Maria Sakurets, 2025-26 Honzel Fellow
Maria Sakurets' understanding of healthcare ethics was shaped in a Minneapolis dialysis clinic, where she worked with patients living in poverty, battling addiction, or missing treatments because they couldn't afford bus fare…or to march through the snow in a walker.
"You realize quickly that compliance isn't about willpower- it's about whether someone has a stable place to sleep or can get to the clinic three times a week. Let alone pick up their medication and adhere to the renal diet," she says.
Now an SCU senior double majoring in Neuroscience and Public Health, Maria has built her pre-med path around frontline healthcare experience. From pharmacy tech to EMT, from dialysis clinic to emergency room, each role deepened her understanding of how social factors impact health outcomes. Maria's academic focus bridges biological mechanisms with population health- a combination that reflects her goal of practicing medicine through a public health lens. On campus, she advises pre-health students through HPPA, directs the GenAction Club, and teaches an EMT skills lab through Mission College.
Her current role in the ER has reinforced hard-learned lessons; medical decisions extend far beyond the confines of clinical protocols. "Language barriers, socioeconomic factors, access to dependable caregiving- they all complicate what we think should be straightforward ethical choices," she observes. When Maria's family began hosting Ukrainian refugees, healthcare ethics became deeply personal.
"Had my parents not immigrated to the US, this could've easily been me," Maria reflects. "Questions about our obligations to displaced populations aren't abstract when refugees are sleeping in your basement."
Through the Ukrainian American Community Center, she helps fundraise for the Protez Foundation's work providing prosthetics to Ukrainian veterans and civilians. She and her family also help pack medical supplies that the UACC ships and distributes to Ukrainian hospitals.
As a 2024-25 healthcare ethics intern at the Markkula Center, Maria published an article examining racism in kidney care- connecting her dialysis experience with academic analysis of how race-based diagnostic tools and systemic inequalities perpetuate treatment disparities.

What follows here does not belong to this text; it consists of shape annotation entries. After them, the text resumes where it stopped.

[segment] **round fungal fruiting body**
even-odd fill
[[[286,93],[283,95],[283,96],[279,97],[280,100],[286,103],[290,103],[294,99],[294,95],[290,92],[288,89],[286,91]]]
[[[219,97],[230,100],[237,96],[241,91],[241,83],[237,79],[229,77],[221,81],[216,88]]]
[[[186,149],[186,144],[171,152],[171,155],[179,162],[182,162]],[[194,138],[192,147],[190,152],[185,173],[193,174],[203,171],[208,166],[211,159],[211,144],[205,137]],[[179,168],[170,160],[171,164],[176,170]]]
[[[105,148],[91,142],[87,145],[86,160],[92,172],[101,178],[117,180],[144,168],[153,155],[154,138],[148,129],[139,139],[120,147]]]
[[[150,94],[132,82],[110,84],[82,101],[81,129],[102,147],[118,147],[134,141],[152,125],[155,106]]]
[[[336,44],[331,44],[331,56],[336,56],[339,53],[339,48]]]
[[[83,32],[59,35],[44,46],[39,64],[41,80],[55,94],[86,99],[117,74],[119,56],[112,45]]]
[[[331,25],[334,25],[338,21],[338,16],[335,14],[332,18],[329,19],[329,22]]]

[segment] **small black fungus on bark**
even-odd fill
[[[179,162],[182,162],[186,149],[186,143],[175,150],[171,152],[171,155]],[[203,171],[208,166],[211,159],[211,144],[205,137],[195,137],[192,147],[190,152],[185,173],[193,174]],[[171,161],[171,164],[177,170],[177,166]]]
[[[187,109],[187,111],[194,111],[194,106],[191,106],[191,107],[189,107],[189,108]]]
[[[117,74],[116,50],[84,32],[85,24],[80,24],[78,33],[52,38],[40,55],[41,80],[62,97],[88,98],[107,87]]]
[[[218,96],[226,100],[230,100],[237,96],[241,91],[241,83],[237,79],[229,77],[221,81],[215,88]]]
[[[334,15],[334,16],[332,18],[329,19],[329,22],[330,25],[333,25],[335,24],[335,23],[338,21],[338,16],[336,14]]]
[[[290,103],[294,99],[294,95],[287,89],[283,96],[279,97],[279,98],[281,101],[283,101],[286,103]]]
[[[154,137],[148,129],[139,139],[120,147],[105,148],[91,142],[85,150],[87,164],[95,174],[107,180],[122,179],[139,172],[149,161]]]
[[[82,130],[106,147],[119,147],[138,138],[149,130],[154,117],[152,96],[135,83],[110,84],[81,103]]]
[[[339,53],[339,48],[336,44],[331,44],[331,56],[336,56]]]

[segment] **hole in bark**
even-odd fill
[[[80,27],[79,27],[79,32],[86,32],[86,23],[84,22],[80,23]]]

Maria plans to pursue a career in medicine with a focus on public health, particularly serving immigrant and refugee communities. "I want to treat patients holistically, addressing not just their medical conditions but the social determinants that created them," she explains. Her combination of clinical experience, cultural perspective, and academic grounding positions her to contribute meaningfully to healthcare ethics- especially around equity and cultural responsiveness in an increasingly diverse patient population. Maria is thrilled to be selected as this year’s Honzel Fellow and is eager to get to work.